The root node is at the root of the tree. It is the parent of the document element. As mentioned, in XPath the document element contains the entire document. The root node contains element nodes. It also contains all of the processing instructions and comments that occur in the prolog and end of the document. The prolog consists of two optional parts: the XML declaration and a DTD.

element nodes

Every element in the document has a corresponding element node. The children of an element node include other element nodes, comment nodes, processing instruction nodes, and text nodes for their content. When you view an element node, all internal and external entity references are expanded. All character references are resolved. The descendants of an element node are the children of the element and their descendants.

The value for an element node is the string that results from concatenating all the character content in all the element's descendants.
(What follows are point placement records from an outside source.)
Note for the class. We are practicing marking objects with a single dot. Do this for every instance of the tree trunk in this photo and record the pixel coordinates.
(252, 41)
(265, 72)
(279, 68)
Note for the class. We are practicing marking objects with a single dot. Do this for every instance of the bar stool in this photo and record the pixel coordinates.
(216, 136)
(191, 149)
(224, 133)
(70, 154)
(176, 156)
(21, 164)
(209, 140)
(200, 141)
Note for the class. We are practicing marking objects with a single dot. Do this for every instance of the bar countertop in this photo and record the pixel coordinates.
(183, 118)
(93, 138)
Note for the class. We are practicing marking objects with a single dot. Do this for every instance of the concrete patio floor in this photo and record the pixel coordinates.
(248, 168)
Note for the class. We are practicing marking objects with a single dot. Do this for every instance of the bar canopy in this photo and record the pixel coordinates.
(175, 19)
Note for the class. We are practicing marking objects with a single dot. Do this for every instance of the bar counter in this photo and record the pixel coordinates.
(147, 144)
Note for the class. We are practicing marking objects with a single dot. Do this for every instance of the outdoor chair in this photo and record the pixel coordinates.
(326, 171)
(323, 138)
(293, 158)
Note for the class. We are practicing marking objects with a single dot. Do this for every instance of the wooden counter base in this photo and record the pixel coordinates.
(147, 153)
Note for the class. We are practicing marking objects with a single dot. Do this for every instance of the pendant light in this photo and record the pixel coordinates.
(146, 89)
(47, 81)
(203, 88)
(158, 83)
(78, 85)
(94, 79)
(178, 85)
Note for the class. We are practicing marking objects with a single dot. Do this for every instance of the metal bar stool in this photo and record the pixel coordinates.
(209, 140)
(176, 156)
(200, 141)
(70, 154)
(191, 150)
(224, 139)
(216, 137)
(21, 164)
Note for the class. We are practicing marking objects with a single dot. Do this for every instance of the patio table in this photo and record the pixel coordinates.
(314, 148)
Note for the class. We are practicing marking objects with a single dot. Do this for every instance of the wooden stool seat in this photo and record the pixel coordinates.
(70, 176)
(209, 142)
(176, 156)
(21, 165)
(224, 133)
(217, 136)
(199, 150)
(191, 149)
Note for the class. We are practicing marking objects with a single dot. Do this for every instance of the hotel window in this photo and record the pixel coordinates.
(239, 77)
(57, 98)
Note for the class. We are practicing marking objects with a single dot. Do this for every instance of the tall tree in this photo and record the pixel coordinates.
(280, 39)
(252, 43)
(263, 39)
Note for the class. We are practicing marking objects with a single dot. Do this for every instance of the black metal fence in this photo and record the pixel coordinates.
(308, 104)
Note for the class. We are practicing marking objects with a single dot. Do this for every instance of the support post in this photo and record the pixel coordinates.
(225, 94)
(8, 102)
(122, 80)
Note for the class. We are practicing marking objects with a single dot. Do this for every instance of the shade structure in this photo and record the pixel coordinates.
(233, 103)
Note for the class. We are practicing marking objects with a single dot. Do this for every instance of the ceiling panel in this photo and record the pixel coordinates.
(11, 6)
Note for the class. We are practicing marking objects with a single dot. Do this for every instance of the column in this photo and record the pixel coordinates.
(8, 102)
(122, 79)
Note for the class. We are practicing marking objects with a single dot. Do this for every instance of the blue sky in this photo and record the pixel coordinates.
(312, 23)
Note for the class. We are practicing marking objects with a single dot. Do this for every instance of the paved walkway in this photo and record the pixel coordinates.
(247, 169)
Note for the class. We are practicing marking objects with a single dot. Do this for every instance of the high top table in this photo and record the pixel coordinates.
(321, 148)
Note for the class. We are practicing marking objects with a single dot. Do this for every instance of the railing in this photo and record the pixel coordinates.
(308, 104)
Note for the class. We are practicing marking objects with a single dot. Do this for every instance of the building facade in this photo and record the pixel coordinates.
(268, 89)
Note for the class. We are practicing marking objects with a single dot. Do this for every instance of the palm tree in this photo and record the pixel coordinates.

The value for the root node and the document element node are the same. Element nodes are ordered according to the order of the begin tags of the elements in the document after expansion of general entities. This ordering is called document order.

An element node can have a unique identifier that is declared in the DTD as ID. No two elements can have the same value for an ID in the same document. If two elements have the same ID in the same document, the document is invalid.

attribute nodes

Each element has an associated set of attribute nodes. An attribute that is using a default value is treated the same as an attribute that has a specified value. For an optional attribute (declared as #IMPLIED) that has no default value, if there is no value specified for the attribute, there will be no node for this attribute.

Each attribute node has a name and a string value. The value can be a zero length string ("").

namespace nodes

Every element has an associated set of namespace nodes, one for each namespace prefix that is within the scope of the element and one for the default namespace if it exists. This means that there will be a namespace node for the following attributes:

  • Every attribute of the element whose name begins with xmlns;
  • Every attribute of an ancestor element whose name begins with xmlns (unless the ancestor element has been used previously);
  • The xmlns attribute, unless its value is an empty string

Each namespace node has a name, which is a string giving the prefix, and a value, which is the namespace URI.

processing instruction nodes

An XML parser ignores processing instructions, but they can be used to pass instructions to an XML application. Every processing instruction in the XML document has a corresponding processing instruction node. Currently, processing instructions located within the DTD don't have corresponding processing instruction nodes. A processing instruction node has a name, which is a string equal to the processing instruction's target, and a value, which is a string containing the characters following the target and ending before the terminating ?> characters.

comment nodes

Every comment in the XML document has a corresponding comment node. Every comment node has a value, which is a string containing the comment text.

text nodes

All character content is grouped into text nodes. Text nodes do not have preceding or following text nodes.